Here the weakness of chain-of-thought governance becomes clear. It offers the comfort of legibility without guaranteeing fidelity. It can help a reader follow an answer, but it cannot be assumed to disclose the actual path that mattered. Worse, it may create the impression that the system is being supervised more deeply than it is. Anthropic’s own findings point in that direction: visible reasoning can omit precisely the hidden influences a governance system would most want to catch. See Anthropic’s examples of hint use and reward hacking remaining undisclosed in visible reasoning.

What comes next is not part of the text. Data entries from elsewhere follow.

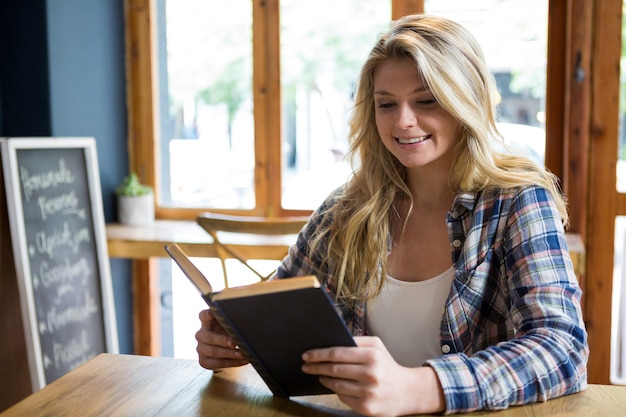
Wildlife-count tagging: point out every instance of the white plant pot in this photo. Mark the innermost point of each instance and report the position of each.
(136, 210)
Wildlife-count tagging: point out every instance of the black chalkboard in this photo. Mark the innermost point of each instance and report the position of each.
(57, 230)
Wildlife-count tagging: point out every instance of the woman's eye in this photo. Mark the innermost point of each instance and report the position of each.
(427, 102)
(385, 105)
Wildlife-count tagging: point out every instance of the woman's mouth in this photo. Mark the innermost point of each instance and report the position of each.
(409, 141)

What is needed instead is a shift from explanation to provenance. The relevant question is not simply, “What did the model say about how it reasoned?” It is, “Through what path was this result produced, and can that path be logged, reconstructed, challenged, and compared across cases?” In high-stakes settings, that difference is decisive. A system that can explain itself fluently but cannot provide a sufficiently faithful record of its passage remains only partially governable.

This is not an argument for full inner transparency in any naïve sense. It is an argument for naming the governance gap correctly. The missing object is not better self-description by the model. It is a more serious form of process provenance: a layered record of transformation that is closer to the actual route of production than to the story told afterward.

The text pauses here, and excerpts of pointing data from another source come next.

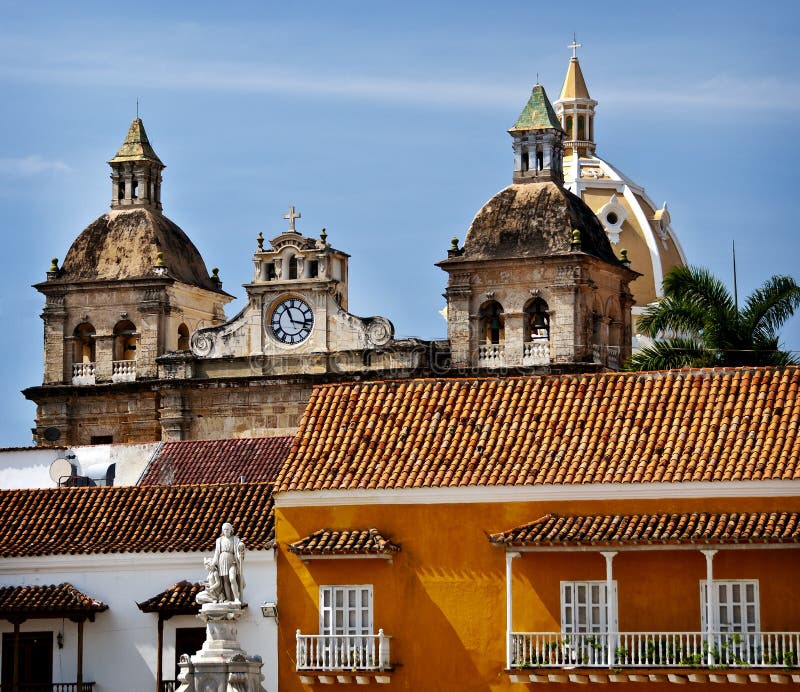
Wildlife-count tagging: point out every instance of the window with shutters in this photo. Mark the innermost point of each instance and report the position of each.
(345, 610)
(736, 606)
(583, 606)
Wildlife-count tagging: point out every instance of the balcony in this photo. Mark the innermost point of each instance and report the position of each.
(536, 352)
(491, 356)
(123, 371)
(47, 687)
(83, 373)
(715, 652)
(326, 659)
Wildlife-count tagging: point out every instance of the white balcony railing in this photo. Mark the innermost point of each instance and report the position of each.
(123, 371)
(83, 373)
(536, 352)
(342, 652)
(655, 649)
(491, 355)
(612, 360)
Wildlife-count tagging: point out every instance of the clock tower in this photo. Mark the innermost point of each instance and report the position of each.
(296, 319)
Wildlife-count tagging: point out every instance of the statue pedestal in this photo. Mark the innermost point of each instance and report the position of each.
(221, 665)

There are already real observability efforts, but they mostly operate at the workflow layer. OpenTelemetry’s generative-AI semantic conventions define spans for inference, embeddings, retrievals, and tool execution, and MLflow Tracing says it captures inputs, outputs, and metadata associated with each intermediate step of a request. These are important advances. But they mainly trace the application path around the model, not a faithful inner causal path through the model itself. That distinction matters, because workflow observability is not the same thing as mechanistic provenance.

The social consequence is larger than technical uncertainty. Once AI systems begin mediating summaries, recommendations, and categories at scale, weak provenance does not remain a laboratory problem. It becomes an institutional one. Organizations may start to accept outputs because they are fluent, plausible, and accompanied by an explanation-like trace, while lacking the deeper record needed to determine how those outputs were formed and how stable they would remain under repetition or review. In that situation, governance lags behind dependence. The system appears legible enough to trust, but not traceable enough to truly govern. The gap between visible explanation and faithful traceability is exactly what both Anthropic’s chain-of-thought work and current observability tooling reveal from different angles.

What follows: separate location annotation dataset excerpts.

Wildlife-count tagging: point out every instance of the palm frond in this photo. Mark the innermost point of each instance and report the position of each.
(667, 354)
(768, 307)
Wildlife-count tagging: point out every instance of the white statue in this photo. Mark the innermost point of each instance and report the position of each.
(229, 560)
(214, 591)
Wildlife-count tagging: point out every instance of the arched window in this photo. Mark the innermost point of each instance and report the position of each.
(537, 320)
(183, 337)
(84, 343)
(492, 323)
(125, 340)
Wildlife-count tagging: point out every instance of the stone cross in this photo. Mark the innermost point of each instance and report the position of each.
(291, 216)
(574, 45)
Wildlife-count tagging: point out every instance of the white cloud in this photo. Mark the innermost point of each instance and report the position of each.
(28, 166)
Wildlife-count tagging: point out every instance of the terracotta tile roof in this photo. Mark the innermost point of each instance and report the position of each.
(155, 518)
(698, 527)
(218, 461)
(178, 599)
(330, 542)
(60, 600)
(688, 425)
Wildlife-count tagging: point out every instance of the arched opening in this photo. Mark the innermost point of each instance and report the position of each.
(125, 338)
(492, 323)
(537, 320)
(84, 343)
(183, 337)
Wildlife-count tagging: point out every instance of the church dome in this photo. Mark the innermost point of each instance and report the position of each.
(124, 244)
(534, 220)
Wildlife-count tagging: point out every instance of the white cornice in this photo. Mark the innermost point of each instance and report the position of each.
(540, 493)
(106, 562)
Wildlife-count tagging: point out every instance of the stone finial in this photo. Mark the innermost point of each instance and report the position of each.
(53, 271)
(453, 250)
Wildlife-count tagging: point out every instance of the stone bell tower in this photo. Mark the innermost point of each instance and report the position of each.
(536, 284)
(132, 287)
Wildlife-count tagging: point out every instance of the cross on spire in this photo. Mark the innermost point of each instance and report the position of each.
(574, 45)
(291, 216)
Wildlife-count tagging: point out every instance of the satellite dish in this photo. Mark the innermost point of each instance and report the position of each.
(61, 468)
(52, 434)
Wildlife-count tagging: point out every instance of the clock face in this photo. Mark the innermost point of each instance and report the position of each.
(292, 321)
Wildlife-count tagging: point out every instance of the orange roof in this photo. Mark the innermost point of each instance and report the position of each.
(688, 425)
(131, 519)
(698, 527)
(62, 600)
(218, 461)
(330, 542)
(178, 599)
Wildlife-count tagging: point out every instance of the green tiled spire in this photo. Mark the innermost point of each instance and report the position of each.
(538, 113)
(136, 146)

The point, then, is not that reasoning should never be shown. It is that visible reasoning should not be mistaken for the thing institutions most need. If AI is to become part of organizational judgment, governance must move beyond the chain of thought and toward the chain of passage. What matters is not only whether the system can tell a coherent story about its answer, but whether the path that produced that answer can be treated as a serious object of oversight.

The deeper governance problem is not simply opacity, but the substitution of explanation for provenance; once that substitution is accepted, organizations risk governing only the surface at which AI narrates itself while the real transformation path remains insufficiently traceable.